We met 10 years ago, can you believe it?! I distinctly remember the nervousness I felt getting ready to meet you – to get on my first ever solo airplane ride, to leave my family and friends for what was at the time the longest stretch I’d spent away from home. I didn’t know anyone that was going to be there with me to experience all the new things I knew you’d introduce me to. And remember that ridiculously large suitcase I brought with me?? Yes, the one that was big enough for me to crawl into which weighed damn near equal to my body weight. Good thing I’ve learned a thing or two about packing light.
So many things about our friendship were serendipitous. I never actually felt like I chose you as a destination for my semester abroad. I’d told people that perhaps I wanted to go to Ireland because of the apostrophe in my last name, or maybe to Italy because I’d heard the food was so delicious. When my advisor told me about the CISabroad program at the Umbra Institute, I knew it was the place for me. Like most of the best decisions I’ve made in my life, you just felt right – like something I was meant to experience. Something that didn’t so much feel like a choice but rather a necessity. I hesitate to call it destiny because that sounds so cliché, but ultimately that’s what I’m getting at. It took me years to convince my parents that moving to you for 4 months was a good idea. They thought I was crazy. They deeply worried about my safety and all those other things that parents worry about. And yet somehow, they said yes.

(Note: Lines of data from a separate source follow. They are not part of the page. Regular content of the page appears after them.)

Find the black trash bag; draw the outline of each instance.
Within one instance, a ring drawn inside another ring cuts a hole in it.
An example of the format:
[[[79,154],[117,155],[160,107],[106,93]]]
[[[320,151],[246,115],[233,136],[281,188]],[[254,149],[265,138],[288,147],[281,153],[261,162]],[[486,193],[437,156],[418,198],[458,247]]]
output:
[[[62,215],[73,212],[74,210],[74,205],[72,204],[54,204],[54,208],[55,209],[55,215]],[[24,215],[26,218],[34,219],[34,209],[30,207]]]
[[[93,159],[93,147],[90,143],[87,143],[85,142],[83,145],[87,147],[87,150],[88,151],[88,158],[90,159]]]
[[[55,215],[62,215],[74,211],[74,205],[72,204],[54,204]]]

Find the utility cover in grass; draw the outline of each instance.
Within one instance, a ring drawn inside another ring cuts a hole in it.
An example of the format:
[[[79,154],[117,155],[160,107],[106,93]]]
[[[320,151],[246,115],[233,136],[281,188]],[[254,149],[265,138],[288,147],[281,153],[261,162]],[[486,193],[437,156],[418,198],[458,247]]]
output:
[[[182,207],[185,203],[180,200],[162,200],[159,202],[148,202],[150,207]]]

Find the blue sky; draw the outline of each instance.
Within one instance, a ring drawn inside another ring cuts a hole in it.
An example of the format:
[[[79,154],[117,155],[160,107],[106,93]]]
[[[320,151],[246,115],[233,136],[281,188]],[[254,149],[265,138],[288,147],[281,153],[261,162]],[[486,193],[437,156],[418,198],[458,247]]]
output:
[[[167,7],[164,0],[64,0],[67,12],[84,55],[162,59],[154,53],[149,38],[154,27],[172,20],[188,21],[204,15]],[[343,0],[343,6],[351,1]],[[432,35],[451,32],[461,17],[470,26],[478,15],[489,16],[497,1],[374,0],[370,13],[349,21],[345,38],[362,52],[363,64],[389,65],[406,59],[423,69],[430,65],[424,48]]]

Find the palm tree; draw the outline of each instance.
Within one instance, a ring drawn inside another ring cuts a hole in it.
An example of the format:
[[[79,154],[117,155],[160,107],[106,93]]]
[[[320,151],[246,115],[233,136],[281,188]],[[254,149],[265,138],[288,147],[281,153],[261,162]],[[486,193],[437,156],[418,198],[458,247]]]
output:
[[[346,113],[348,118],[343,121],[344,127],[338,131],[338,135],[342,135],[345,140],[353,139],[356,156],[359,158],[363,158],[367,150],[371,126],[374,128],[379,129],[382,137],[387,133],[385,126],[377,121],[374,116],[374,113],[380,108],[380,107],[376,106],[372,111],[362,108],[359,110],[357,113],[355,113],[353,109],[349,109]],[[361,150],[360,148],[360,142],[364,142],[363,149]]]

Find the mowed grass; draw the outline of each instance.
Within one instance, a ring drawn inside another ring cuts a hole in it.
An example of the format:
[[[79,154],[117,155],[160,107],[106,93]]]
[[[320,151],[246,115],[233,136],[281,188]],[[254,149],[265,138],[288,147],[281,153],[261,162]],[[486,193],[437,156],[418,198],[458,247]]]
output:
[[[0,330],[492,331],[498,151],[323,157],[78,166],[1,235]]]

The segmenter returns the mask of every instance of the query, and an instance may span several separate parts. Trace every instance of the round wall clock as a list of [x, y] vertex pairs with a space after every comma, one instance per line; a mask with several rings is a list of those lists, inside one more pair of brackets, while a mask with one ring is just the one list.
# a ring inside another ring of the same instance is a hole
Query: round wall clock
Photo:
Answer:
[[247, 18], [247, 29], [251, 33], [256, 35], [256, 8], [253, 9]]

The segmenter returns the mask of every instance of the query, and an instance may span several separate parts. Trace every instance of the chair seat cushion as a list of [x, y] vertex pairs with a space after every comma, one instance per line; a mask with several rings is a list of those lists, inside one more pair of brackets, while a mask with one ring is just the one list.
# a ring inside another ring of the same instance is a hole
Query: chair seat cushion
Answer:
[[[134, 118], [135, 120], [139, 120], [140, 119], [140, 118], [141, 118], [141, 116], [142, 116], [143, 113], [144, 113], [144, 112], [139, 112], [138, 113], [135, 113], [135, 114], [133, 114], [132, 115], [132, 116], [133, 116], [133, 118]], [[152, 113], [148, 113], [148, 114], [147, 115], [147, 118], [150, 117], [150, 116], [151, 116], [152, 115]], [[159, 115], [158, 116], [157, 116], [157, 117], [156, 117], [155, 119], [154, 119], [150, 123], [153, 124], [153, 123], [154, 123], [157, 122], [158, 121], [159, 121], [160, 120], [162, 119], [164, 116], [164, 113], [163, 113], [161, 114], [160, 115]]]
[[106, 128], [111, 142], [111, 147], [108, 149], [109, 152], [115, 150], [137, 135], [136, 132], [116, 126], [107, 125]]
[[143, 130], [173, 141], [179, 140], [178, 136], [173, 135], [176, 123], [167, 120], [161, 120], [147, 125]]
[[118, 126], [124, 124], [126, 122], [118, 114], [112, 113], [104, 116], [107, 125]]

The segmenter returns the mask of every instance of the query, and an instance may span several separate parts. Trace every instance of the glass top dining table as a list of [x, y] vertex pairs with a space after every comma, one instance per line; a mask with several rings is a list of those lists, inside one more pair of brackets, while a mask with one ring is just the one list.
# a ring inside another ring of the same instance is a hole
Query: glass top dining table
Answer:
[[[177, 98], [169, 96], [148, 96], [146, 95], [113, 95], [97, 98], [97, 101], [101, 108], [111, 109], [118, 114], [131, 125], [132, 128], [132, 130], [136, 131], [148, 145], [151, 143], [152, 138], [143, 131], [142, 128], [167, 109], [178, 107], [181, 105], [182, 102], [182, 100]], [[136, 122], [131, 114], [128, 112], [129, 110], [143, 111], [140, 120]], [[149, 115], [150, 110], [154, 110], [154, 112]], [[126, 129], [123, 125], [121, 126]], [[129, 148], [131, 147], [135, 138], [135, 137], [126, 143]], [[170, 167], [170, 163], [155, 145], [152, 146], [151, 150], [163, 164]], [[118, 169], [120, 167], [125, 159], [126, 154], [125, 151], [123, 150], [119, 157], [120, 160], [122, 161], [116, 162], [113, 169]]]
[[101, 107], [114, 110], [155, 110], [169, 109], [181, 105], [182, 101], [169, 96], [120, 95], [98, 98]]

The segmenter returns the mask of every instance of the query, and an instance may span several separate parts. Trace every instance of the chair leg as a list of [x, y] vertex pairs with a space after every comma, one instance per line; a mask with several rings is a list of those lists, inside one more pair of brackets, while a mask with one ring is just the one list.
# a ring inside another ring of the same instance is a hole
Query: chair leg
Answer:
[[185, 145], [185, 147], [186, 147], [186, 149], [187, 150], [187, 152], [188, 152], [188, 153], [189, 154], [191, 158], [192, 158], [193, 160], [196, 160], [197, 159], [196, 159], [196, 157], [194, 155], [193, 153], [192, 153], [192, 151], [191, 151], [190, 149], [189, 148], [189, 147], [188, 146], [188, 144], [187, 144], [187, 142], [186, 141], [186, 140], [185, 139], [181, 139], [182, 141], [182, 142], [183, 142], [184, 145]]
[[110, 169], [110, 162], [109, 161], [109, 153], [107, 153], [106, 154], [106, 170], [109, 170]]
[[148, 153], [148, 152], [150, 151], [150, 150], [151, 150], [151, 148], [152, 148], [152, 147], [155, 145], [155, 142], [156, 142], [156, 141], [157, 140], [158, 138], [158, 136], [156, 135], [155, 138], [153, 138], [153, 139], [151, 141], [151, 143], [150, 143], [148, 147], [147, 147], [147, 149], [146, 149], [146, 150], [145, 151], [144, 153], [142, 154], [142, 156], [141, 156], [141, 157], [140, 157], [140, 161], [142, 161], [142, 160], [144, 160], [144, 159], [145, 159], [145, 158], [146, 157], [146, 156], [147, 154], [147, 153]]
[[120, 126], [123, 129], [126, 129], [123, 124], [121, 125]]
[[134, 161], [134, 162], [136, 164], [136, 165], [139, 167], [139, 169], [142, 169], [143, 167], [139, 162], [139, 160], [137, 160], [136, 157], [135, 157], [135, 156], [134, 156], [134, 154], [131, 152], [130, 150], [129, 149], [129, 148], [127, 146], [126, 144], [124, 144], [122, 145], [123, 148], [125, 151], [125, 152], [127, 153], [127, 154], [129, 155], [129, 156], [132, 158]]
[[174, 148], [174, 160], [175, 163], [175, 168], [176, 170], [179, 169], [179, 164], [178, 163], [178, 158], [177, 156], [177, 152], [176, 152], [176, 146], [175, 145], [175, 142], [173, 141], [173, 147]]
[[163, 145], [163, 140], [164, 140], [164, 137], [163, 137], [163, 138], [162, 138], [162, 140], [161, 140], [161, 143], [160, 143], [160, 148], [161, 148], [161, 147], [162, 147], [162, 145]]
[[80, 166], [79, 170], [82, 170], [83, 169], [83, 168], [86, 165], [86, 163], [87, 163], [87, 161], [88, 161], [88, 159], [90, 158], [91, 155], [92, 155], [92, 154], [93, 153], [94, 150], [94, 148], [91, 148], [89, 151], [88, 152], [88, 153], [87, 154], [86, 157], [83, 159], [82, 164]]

I like to think they knew deep down that I was meant to meet you too.
I remember sitting on my bed about a week before I left, tears streaming down my face, asking my mom if I was doing the right thing. I was SO scared. But you kept calling my name and I kept believing that everything would work out. I knew that if I met at least one friend, all would be okay. Immediately you introduced me to Gina, my lively, curly haired, southern Cali roommate. I quickly realized that she would be the meaningful friendship I had imagined in preparation for my semester, and my anxieties subsided. As classes started you introduced me to Katy from Pennsylvania whose warm-hearted nature can light up a room, and who is still the smiliest friend I have to this day. And then there was Whitney from Colorado who is one of the strongest women I know and who helped me realize how strong I was too. Together these women gave me the confidence I needed and have relied on since to advocate for myself and the things I want in this life. They’ve taught me how to love myself for who I am and not for who other people expect me to be. They helped me shine as an individual away from all the people and things I knew about the world up to that point.
Before I left for Italy I never knew what I wanted to do with my life (or should I say my career). I was studying to be a teacher because I love children and it seemed like an okay fit for me. And then I met you, Perugia, and you gave me a taste of what else was out there in the world. With you as a home base, I visited 11 countries in 4 months! In retrospect I think we can both agree that was a bit excessive, but you made it possible for me to see more of the world than I ever thought I’d see. You instilled in me a deeply rooted passion for exploration which has since brought me to 19 more countries, and counting! You taught me to be curious about new languages and to ask interesting questions of the people I met from places and backgrounds that differed from my own. And truthfully, I still don’t know what I’m doing with my life. What I can say for sure though is that I’m living the life I want to live largely thanks to the person I became while spending a semester with you.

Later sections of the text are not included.